Joe Posnanksi has an extremely well thought out, thorough, and funny argument in favor of WAR, and I think you can extend this to sabermetrics as a whole.
Sabermetrics isn't about thumbing your nose at tradition. It isn't about saying that the MVP or Cy Young award is stupid. At the same time, though, I think some of the harshest critics of sabermetrics - specifically, old school baseball writers - take their stance out of little more than unjustified self-importance and arrogance.
Reading this makes me think about some of the comments from jscape's Fire Girardi thread yesterday. Look at it this way: our understanding of things always changes (and usually improves). And that's the point of sabermetrics. It's about not falling back on old axioms like "fast runners should bat leadoff" or "you should always sac bunt with a runner on first late in a tie game", but rather turning your brain on and asking "why". Good things tend to happen when people do this. Progress tends to happen.
The gambling analogy is apt, because baseball is a strategic, odds-based game in a lot of ways. You could split 2s or double down on a 16 in blackjack if you really wanted too, and you might even win occasionally, but you won't win consistently, or win enough to offset your losses. Put Chad Gaudin in 50 tie games on the road and you're going to wind up with more losses than wins. Force Curtis Granderson to sac bunt 50 times and you're going to wind up scoring fewer runs than if you let him swing the bat 50 times. Just because you got a favorable outcome one time does not mean the odds were in your favor.

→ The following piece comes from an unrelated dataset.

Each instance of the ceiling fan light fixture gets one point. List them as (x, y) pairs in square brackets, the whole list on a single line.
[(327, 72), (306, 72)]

Baseball is fun because it's unpredictable, because it's played by humans, not robots. But the "human element" shouldn't be an excuse for making poor decisions, or making the same mistakes repetitively simply because they've been made repetitively for years.
- It's About The Money talks about why Jon Paul Morosi is lazy, and why CC Sabathia probably doesn't deserve the Cy Young award.
- River Avenue Blues makes a strong case for Ivan Nova in the postseason bullpen (not the rotation). Specifically in place of Chad Gaudin. And I think they're right. What this also means is that, reluctantly, Burnett has to be in the playoff rotation. He's been horribly inconsistent this season, but I think his ceiling in any given start is much higher than Nova's, while the worst-case outcome is probably equal for both.